Joachim Rukwied, seines Zeichens Präsident des Bauernverbands, lässt in der 'Rheinischen Post' am Freitag kaum Zweifel: 'Wir brauchen eine sofortige Aussetzung der Energiesteuer auf Diesel.' Der Tonfall ist dringlich und das Timing kein Zufall, denn schon bald tagt die sogenannte Taskforce, bei der Vertreter von Politik, Landwirten und Verbraucherschützern an einem Tisch sitzen werden.

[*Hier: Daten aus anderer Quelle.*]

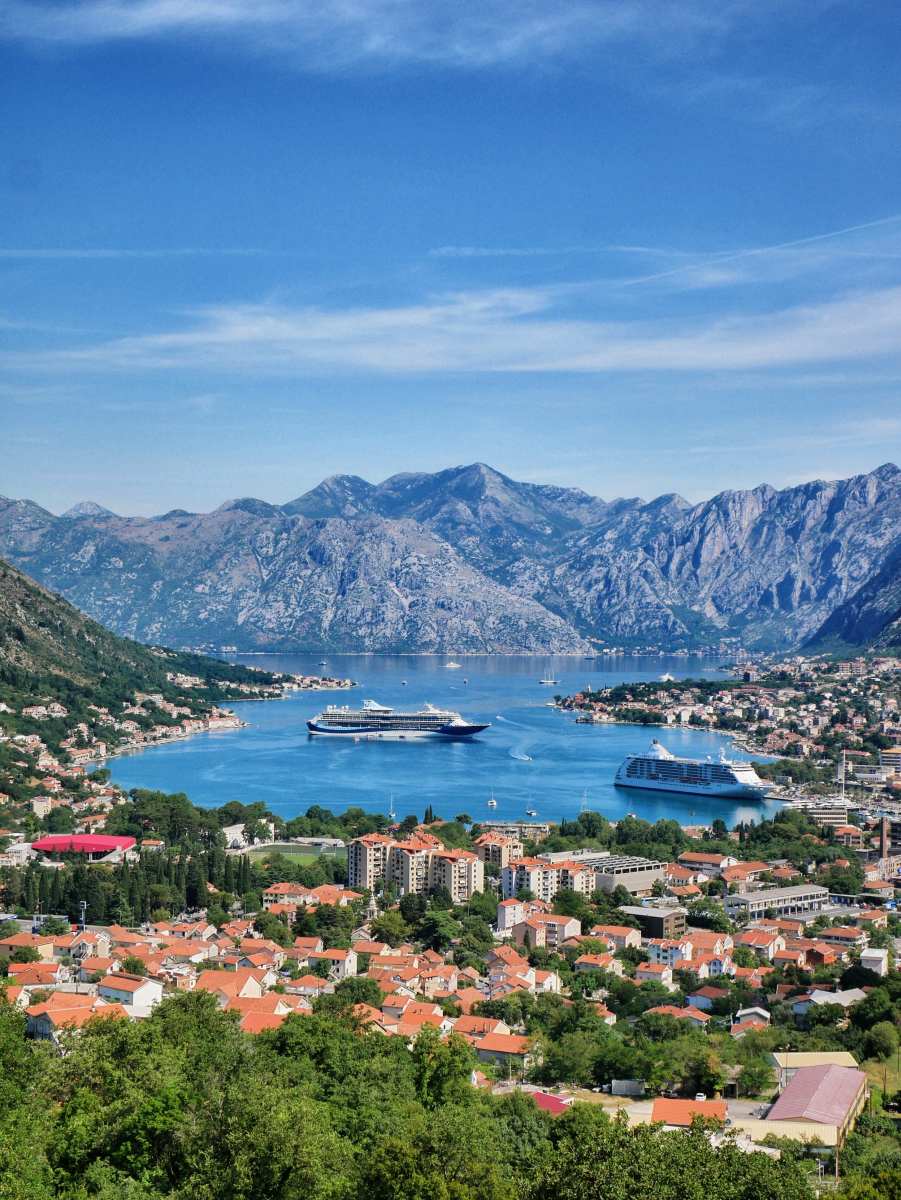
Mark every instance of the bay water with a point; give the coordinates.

Rukwied klagt: 'Wir bekommen kaum noch Luft – Dieselpreise und explodierende Kosten für Dünger setzen uns enorm zu.' Insbesondere jetzt, zur Frühjahrsbestellung, könnten solche Kosten das Fass endgültig zum Überlaufen bringen. Weniger Steuern, so seine einfache Formel, würden die Betriebe retten, zumindest vorläufig.
Themen des Treffens sind nicht nur die Spritpreise: Auch die immer größer werdenden Preissprünge bei Lebensmitteln sorgen für Sorgenfalten. Im Raum steht sogar eine temporäre Streichung der Mehrwertsteuer auf Grundnahrungsmittel. Klar ist: Die Lage ist verfahren. Selbst Optimisten räumen zähneknirschend ein, dass es schnelle Antworten wohl kaum geben wird. Aber es passiert immerhin etwas.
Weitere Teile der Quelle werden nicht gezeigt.